China will carefully open up its yuan to more trading based on market needs and plans to double its level of imports in five years, its commerce minister said on Thursday, as the country liberalizes its economy, now the world's second largest.
The yuan is a sticky issue between China and its major trading partners, even as China's trade surplus narrowed for a second year straight year to USD 183.1 billion in 2010.
"Over the next year or for an even longer period, China will continue to stick to our mechanism of liberalizing the yuan according to market needs," Commerce Minister Chen Deming told reporters at the World Economic Forum in the ski resort of Davos.
China has been gradually making its currency, the renminbi, which means "the people's money," more international, with the nascent offshore yuan market in Hong Kong growing rapidly in less than a year since trade settlement and investment rules.
The yuan is expected to hit 6.3 per dollar by the end of 2011, a poll in January showed, rising 4.5% from Thursday's trade.
As China slowly strengthens its yuan and boosts domestic consumption, it will also import more goods, such as commodities and consumer products.
"We expect import trade to double in the next five years," Chen said in a news conference, adding that China hoped to double imports from the United States to USD 200 billion over the same period.

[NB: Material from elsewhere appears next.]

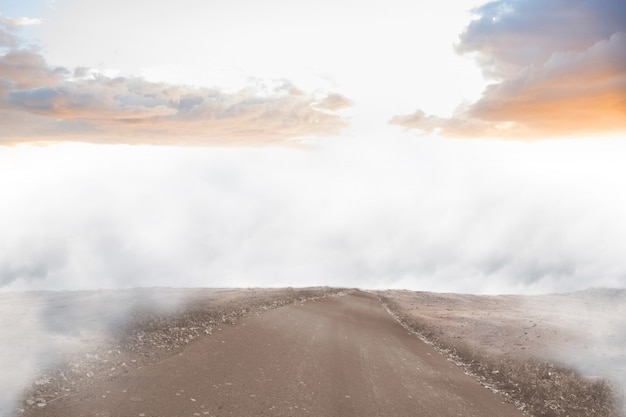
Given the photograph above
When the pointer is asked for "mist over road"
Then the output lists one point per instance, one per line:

"We would like to import from the US what we need, such as raw materials, technology and equipment, as well as daily necessities needed by ordinary Chinese."
Earlier in the day, the chairman of Industrial and Commercial Bank of China (ICBC) said Beijing wanted to import more to solve its trade imbalances, instead of parking windfall revenue in US and euro-zone government bonds.
"We're obliged to spend the money (in) US bonds, etc. China also wants to change this kind of situation. We should import to balance our trade and increase our foreign investments," said Jiang Jianqing, the head of ICBC, the world's largest lender by market value.